Classé parmi les plus grandes fortunes du Bénin, il aura marqué les affaires, le sport, la politique et l’engagement social.

« Un patriarche, un homme d’influence » : le Bénin lui rend hommage

Depuis l’annonce de son décès, les hommages affluent de Cotonou à Adja-Ouèrè.

Le Président de la République, Romuald Wadagni, retient l’empreinte nationale : « Avec lui s’éteint une personnalité dont le parcours aura traversé plusieurs décennies de l’histoire du Bénin contemporain… Que la terre de nos ancêtres lui soit légère. Repose en paix, Patriarche. », a-t-il déclaré.

Le Président de l’Assemblée nationale, Joseph Fifamè Djogbénou, évoque l’homme de conviction et de sagesse : « Il aura traversé plusieurs décennies de notre vie nationale avec ses convictions… Les arbres qui ont donné beaucoup d’ombre demeurent dans la mémoire de ceux qu’ils ont abrités. Allez en paix, Patriarche. », lance le président de l’Assemblée nationale.

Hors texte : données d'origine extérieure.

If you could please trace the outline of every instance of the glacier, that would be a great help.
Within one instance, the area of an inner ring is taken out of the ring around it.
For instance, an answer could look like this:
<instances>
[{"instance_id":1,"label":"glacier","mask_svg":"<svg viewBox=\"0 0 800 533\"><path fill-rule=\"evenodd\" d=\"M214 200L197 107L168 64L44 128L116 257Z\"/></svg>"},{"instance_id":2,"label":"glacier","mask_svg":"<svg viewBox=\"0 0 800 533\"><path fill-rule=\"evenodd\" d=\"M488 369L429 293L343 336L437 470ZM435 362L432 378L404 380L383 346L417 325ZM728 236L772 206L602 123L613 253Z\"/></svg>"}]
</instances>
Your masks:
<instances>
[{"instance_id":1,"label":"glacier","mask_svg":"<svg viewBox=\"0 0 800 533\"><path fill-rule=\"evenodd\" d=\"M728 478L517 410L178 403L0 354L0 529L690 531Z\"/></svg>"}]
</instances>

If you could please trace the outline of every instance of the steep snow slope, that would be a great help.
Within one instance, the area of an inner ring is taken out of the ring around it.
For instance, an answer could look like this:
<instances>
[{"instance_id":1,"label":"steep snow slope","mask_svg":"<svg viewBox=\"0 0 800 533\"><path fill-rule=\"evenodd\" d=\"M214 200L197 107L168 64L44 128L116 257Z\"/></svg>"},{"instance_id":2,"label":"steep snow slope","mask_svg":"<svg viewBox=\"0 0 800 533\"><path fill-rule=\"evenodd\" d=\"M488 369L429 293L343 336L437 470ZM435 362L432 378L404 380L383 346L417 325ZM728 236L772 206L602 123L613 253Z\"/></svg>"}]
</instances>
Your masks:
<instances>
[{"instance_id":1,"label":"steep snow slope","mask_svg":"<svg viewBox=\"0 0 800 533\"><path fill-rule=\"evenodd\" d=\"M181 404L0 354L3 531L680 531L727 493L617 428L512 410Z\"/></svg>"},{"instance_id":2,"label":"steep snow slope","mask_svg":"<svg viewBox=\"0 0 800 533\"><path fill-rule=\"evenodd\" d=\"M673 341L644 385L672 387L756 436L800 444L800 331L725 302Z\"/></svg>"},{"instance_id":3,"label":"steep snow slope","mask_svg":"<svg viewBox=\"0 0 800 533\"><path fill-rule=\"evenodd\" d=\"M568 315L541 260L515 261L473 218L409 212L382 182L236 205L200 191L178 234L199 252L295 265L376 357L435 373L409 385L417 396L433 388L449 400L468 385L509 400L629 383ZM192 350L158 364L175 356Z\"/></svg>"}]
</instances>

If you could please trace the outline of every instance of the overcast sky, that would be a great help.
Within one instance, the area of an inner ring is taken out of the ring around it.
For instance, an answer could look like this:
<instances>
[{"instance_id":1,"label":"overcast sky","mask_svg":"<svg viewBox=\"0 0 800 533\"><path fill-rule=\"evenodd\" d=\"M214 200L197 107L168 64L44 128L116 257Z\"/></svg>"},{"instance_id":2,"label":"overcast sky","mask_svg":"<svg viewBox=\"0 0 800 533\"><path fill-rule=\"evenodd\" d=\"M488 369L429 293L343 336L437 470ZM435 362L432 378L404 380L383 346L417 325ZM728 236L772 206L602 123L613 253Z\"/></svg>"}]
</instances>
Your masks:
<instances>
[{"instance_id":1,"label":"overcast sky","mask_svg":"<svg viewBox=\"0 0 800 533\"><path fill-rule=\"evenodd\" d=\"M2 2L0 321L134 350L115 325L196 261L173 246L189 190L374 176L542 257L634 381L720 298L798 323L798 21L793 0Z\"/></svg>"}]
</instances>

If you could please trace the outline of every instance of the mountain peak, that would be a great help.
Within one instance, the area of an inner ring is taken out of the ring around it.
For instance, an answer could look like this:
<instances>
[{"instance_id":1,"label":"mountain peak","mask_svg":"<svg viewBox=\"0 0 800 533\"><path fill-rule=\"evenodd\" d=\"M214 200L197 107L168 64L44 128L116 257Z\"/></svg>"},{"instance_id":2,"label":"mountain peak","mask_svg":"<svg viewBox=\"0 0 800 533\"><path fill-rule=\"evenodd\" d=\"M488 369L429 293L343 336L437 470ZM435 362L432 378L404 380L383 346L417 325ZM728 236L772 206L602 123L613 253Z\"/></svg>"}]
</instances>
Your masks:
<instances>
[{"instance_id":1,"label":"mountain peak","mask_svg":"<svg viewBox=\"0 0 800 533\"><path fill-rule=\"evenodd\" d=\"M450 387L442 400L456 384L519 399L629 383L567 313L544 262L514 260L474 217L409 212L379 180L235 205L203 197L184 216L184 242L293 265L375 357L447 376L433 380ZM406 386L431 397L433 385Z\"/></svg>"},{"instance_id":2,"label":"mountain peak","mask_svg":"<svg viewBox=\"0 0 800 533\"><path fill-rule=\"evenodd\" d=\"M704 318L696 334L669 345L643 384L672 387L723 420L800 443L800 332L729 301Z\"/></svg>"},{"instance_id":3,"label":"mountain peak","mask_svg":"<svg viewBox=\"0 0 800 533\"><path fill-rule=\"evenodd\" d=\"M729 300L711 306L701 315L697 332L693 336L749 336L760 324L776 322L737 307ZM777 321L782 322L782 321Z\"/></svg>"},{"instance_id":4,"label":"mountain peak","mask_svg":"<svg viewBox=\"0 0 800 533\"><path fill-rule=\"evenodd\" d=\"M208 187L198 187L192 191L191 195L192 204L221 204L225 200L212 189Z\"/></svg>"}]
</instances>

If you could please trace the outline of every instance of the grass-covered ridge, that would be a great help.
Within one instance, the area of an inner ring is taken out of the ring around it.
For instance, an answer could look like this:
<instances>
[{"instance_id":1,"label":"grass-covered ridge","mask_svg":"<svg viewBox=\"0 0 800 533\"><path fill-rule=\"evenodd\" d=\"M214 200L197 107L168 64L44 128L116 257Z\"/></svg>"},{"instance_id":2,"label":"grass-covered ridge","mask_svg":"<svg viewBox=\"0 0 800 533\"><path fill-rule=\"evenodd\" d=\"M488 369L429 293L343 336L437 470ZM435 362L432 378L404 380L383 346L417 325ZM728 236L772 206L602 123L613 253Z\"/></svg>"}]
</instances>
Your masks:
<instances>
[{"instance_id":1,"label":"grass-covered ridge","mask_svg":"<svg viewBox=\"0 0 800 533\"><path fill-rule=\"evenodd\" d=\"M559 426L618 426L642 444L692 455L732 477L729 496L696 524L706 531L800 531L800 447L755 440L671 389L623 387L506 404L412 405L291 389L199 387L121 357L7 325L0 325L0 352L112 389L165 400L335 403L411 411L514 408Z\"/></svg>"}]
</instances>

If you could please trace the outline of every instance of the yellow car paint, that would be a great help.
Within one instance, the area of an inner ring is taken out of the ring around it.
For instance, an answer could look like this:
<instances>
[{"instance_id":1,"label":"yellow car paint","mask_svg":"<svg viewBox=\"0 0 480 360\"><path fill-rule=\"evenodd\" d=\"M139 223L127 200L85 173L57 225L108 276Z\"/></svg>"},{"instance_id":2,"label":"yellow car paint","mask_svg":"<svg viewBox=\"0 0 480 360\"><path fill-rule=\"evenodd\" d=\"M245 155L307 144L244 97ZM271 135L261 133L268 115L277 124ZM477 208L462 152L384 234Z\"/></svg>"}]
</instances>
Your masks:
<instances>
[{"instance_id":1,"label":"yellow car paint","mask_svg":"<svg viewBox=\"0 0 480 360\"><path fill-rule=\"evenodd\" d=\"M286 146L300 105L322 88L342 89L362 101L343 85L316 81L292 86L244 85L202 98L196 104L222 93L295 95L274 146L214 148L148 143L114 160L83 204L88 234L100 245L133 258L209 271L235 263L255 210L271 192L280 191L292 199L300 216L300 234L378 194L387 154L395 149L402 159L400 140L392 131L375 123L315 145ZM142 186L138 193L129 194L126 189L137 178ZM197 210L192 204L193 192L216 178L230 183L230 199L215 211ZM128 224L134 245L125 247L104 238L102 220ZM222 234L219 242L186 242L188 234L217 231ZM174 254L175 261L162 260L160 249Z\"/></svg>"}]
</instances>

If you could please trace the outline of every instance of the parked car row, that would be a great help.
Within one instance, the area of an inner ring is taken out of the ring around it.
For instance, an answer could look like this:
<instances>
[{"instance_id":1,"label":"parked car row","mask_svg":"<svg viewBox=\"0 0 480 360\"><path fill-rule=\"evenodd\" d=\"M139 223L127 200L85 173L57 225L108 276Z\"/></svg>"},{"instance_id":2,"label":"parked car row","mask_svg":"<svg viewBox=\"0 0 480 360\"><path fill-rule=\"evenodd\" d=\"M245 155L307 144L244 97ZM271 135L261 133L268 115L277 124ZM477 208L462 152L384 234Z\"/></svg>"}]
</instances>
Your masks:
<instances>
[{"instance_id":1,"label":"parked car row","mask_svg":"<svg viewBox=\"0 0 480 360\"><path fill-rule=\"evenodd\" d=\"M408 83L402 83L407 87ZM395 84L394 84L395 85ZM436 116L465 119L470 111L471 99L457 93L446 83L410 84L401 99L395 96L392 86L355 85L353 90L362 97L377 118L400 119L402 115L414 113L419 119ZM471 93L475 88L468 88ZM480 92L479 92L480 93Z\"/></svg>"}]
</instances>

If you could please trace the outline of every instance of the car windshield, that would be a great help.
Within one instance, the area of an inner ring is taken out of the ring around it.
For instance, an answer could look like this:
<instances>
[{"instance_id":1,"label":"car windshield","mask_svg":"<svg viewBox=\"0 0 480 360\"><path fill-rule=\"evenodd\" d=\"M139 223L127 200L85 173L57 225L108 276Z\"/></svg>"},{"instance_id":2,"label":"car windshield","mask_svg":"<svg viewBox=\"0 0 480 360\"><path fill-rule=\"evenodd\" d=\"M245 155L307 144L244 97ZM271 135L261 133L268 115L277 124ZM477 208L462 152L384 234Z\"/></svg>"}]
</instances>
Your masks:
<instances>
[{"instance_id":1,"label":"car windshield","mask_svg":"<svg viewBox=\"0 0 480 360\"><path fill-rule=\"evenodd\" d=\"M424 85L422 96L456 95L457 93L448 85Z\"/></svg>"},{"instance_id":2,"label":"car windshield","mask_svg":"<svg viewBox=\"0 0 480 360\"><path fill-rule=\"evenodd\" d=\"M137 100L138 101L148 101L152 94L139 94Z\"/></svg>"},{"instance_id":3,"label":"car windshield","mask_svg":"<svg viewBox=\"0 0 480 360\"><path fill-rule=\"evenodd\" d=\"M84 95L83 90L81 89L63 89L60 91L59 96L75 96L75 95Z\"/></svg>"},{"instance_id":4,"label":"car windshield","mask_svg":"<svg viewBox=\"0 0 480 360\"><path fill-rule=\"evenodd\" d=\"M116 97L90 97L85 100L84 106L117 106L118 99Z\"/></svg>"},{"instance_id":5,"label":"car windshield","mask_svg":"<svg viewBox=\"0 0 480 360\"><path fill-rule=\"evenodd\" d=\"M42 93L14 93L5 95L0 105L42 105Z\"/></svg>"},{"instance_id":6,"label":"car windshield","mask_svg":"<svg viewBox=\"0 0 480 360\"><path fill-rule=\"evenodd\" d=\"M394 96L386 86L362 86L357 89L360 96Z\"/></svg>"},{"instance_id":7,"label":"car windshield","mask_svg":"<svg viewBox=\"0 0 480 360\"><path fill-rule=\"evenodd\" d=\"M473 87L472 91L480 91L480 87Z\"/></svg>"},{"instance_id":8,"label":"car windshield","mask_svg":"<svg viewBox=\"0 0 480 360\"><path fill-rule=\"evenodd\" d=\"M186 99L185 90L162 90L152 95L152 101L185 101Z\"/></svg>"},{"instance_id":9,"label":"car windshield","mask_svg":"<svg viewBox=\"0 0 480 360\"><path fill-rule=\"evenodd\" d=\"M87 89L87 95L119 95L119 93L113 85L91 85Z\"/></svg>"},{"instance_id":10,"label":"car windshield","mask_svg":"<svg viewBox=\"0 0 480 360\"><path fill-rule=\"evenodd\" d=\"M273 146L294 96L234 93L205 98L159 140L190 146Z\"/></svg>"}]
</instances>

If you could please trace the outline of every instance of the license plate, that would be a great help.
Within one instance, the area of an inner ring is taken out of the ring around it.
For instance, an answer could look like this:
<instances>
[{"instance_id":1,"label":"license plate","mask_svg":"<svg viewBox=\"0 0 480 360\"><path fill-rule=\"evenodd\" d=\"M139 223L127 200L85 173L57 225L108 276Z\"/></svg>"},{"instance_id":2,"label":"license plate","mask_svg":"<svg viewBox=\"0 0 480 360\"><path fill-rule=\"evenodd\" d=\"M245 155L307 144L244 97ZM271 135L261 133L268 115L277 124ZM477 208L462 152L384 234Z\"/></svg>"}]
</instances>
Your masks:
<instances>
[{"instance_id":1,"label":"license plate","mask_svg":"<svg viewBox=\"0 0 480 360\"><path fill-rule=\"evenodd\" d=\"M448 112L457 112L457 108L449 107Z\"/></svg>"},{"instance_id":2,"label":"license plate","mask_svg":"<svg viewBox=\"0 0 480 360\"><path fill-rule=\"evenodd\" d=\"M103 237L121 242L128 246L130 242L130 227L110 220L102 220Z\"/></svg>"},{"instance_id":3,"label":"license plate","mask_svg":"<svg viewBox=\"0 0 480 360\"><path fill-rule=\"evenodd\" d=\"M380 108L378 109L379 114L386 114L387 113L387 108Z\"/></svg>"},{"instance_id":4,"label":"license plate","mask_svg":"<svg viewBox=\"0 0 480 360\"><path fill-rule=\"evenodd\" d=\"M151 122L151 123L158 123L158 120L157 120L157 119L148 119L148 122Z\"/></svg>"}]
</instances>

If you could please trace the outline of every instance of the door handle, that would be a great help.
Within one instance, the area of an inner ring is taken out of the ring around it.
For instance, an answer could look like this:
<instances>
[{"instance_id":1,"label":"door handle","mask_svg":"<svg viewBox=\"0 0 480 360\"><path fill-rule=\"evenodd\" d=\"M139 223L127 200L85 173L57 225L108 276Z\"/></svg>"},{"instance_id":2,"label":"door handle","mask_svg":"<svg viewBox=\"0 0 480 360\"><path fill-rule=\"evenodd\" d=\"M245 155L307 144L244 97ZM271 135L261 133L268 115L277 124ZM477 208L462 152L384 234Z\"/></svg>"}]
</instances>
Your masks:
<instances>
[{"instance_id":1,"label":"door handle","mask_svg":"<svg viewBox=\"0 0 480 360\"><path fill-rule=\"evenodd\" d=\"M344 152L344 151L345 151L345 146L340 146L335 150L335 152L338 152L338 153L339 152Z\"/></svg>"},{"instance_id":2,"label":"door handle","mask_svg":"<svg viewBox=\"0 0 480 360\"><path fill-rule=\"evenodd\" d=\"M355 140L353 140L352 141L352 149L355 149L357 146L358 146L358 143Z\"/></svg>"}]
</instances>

Le plus poignant vient de celui qu’il a lancé en politique. Louis Gbèhounou Vlavonou, Vice-président du Sénat, lui rend un hommage personnel : « Je lui dois cette première chance. Je lui dois cette confiance initiale. Et je n’oublierai jamais ce que cela représente. Je garde de lui le souvenir d’un patriarche, d’un homme politique de conviction, d’un homme d’influence, mais surtout celui d’un aîné qui a compté dans ma construction politique. Patriarche, votre disparition me rappelle que la reconnaissance ne doit jamais attendre la disparition de ceux à qui nous devons une part de ce que nous sommes. », s’est-il ému.

Du côté du gouvernement, le Ministre de l’Enseignement Secondaire, Prof. Adéyèmi Clément Kouchadé, originaire du Plateau, s’incline devant  le Baobab : « Le Bénin perd aujourd’hui un bâtisseur infatigable, un homme d’affaires émérite, altruiste et philanthrope. Le Baobab Ladekpo a été une figure majeure de notre histoire politique nationale. Pour nous, ses filles et fils du département du Plateau, il restera à jamais un guide, un modèle de générosité et un conseiller sage… J’ai d’ailleurs eu à aller prendre ses sages conseils et ses bénédictions après ma prise de fonction de Ministre en mai 2026. Que Allah, le Tout-Puissant l’accueille dans sa félicité céleste. Puisse la terre de nos aïeux lui être légère. », a souhaité le ministre.

Plusieurs cadres et personnalités politiques du Bénin ont également salué la mémoire d’un bâtisseur du Plateau.

Un vide pour le Plateau et pour le Bénin

Sa disparition laisse un vide. Le Bénin perd un patriarche. Adja-Ouèrè perd son fils le plus illustre.